I 'm working on a daily scheduled rake task that will download a CSV that is automatically sent to Dropbox every day, parse it and save to the database. I don't have control over the way the data is entered into the program that generates the CSV reports for this, so I can't avoid there being double quotes used in some of the data. However, I am wondering if there is a way I can strip or replace them with single quotes within the rake task or somehow inform the parser so it doesn't throw this error.
Rake task code:
require 'net/http'
require 'csv'
require 'open-uri'
namespace :fp_import do
desc "download abc_relations from dropbox, save as csv, create or update record in db"
task :fp => :environment do
data = URI.parse("<<file's dropbox link>>").read
File.open(Rails.root.join('lib/assets', 'fp_relation.csv'), 'w') do |file|
file.write(data)
end
file= Rails.root.join('lib/assets', 'fp_relation.csv')
CSV.foreach(file) do |row|
div, fg_style, fg_color, factory, part_style, part_color, comp_code, vendor, design_no, comp_type = row
fg_sku = fg_style + "-" + fg_color
part_sku = part_style + "-" + part_color
relation = FgPart.where('part_sku LIKE ? AND fg_sku LIKE?', "%#{part_sku}%", "%#{fg_sku}%").exists?
if relation == false
FgPart.create(fg_style: fg_style, fg_color: fg_color, fg_sku: fg_sku, factory: factory, part_style: part_style, part_color: part_color, part_sku: part_sku, comp_code: comp_code, comp_type: comp_type, design_no: design_no)
end
end
end
end
There are about 35,000 rows in this CSV. Below is a sample.

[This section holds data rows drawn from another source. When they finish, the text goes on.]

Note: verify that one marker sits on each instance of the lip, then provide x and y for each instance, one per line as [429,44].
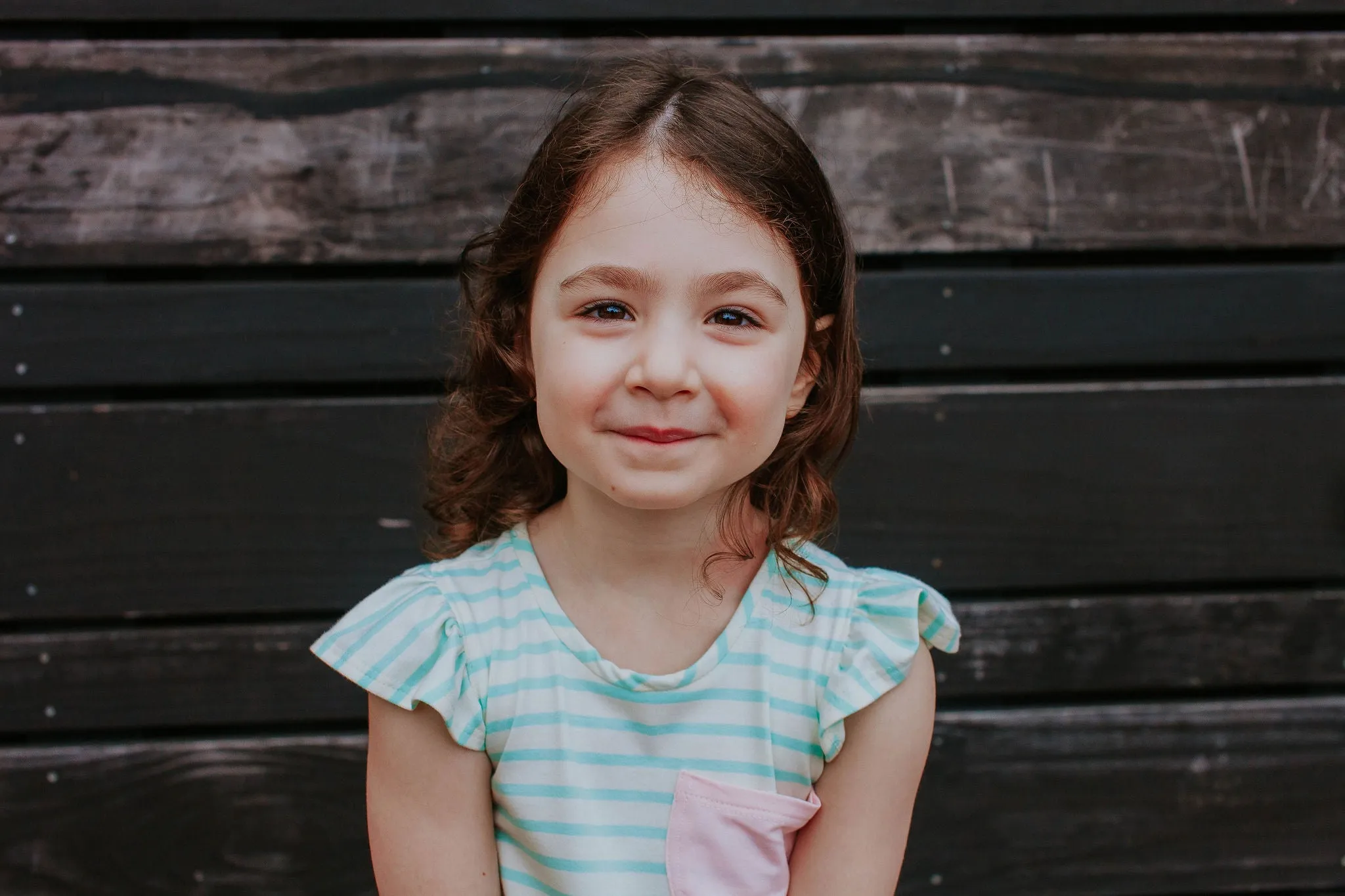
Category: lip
[657,436]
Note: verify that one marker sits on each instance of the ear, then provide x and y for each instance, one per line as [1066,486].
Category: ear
[808,367]
[525,352]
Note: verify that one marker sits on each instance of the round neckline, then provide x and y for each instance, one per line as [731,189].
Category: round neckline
[569,634]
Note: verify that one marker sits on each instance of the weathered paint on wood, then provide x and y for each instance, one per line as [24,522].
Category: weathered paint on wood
[1139,798]
[1082,485]
[231,152]
[1095,317]
[225,332]
[1146,643]
[455,11]
[229,332]
[283,505]
[254,675]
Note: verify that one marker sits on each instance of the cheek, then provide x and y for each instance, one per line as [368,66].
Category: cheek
[572,383]
[752,391]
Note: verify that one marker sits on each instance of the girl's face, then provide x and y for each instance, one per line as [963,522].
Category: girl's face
[667,335]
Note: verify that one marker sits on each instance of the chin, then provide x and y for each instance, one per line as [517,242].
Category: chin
[645,495]
[653,500]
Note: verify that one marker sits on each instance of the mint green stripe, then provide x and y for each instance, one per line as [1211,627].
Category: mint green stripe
[888,610]
[387,612]
[839,704]
[531,649]
[599,794]
[602,688]
[786,670]
[527,880]
[397,651]
[569,829]
[514,621]
[583,865]
[634,761]
[454,571]
[789,601]
[431,661]
[709,729]
[830,645]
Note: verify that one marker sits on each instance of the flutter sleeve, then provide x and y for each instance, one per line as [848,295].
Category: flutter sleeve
[404,644]
[892,613]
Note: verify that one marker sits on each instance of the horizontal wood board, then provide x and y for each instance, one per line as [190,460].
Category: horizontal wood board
[252,675]
[381,151]
[219,332]
[1093,485]
[1137,798]
[456,11]
[228,332]
[283,505]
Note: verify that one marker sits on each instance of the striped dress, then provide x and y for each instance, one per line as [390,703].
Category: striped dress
[586,756]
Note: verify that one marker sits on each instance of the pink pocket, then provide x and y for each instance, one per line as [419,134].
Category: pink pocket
[732,842]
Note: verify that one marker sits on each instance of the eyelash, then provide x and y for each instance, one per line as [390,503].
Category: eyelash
[748,319]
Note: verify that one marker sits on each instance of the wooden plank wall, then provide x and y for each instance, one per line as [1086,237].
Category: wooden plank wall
[1103,309]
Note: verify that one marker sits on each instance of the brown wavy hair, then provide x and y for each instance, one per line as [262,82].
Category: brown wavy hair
[489,467]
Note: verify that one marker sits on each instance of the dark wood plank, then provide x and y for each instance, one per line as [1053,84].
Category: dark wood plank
[206,675]
[636,11]
[231,152]
[206,507]
[1146,643]
[963,319]
[223,332]
[1101,484]
[1145,798]
[920,320]
[228,675]
[280,505]
[233,816]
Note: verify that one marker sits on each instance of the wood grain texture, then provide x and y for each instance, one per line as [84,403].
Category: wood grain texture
[233,152]
[1103,484]
[969,319]
[1162,798]
[282,505]
[1138,798]
[208,507]
[635,10]
[60,335]
[254,675]
[221,332]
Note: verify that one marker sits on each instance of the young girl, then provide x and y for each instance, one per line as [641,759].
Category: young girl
[630,671]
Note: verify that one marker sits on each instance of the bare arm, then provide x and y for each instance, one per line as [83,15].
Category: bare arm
[856,843]
[431,824]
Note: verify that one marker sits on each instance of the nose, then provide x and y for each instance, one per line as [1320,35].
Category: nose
[665,364]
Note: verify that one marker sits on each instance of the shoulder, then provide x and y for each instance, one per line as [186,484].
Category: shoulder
[482,582]
[888,601]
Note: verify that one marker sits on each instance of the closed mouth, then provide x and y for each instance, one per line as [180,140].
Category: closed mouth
[657,436]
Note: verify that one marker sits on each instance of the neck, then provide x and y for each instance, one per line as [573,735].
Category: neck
[653,553]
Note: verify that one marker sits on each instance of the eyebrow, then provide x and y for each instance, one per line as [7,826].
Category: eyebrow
[734,281]
[635,280]
[612,277]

You can see the double quotes in the 4th row of the sample.
Sample data:
"01","502210","018","ZH","5931","001","M","","UPHOLSTERED GLIDER A","RM"

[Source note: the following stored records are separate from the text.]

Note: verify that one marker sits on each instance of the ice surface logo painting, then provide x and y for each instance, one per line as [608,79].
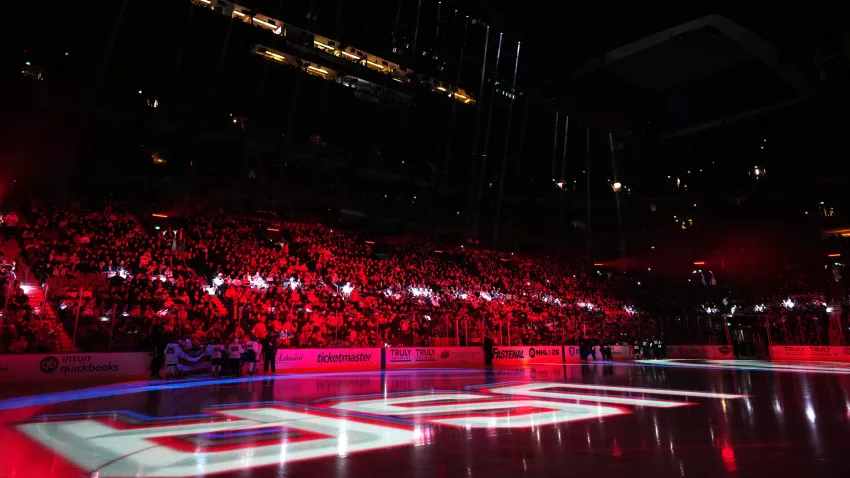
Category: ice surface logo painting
[125,444]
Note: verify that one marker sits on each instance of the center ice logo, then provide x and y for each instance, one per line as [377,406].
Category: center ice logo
[110,445]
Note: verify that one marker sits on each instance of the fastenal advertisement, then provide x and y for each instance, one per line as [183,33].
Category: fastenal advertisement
[528,354]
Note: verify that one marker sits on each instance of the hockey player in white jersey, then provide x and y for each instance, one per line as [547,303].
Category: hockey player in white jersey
[234,357]
[252,351]
[215,352]
[172,360]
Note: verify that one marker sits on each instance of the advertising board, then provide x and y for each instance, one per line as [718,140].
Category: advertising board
[40,367]
[529,355]
[810,352]
[401,357]
[291,360]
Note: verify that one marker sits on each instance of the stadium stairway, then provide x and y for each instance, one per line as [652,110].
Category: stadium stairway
[35,294]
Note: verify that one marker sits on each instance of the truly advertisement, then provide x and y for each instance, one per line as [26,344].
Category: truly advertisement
[70,366]
[810,352]
[434,356]
[328,359]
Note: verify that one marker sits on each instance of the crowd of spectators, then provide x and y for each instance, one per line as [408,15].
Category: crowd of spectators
[211,275]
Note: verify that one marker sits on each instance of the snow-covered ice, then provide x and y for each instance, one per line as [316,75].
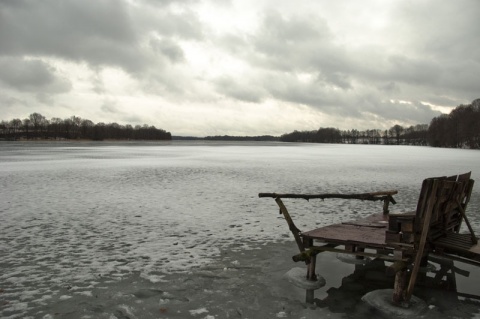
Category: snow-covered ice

"01","502310","053","ZH","25332","NO","O","","UPHOLSTERED GLIDER","BAG"
"01","502310","065","ZH","25332","NO","O","","UPHOLSTERED GLIDER","BAG"
"01","502312","424","ZH","25332","NO","O","","UPHOLSTERED GLIDER"AUS"","BAG"
"01","503210","277","ZH","25332","NO","O","","UPHOLSTERED GLIDER","BAG"
"01","503310","076","ZH","25332","NO","O","","UPHOLSTERED GLIDER","BAG"
"01","506210","018","ZH","25332","NO","O","","UPHOLSTERED GLIDER","BAG"
"01","506210","467","ZH","25332","NO","O","","UPHOLSTERED GLIDER","BAG"
"01","507610","932","AZ","25332","NO","O","","GLIDER","BAG"
"01","507610","932","AZ","5936","001","M","","GLIDER","RM"
The source CSV is malformed, quotes should be escaped before.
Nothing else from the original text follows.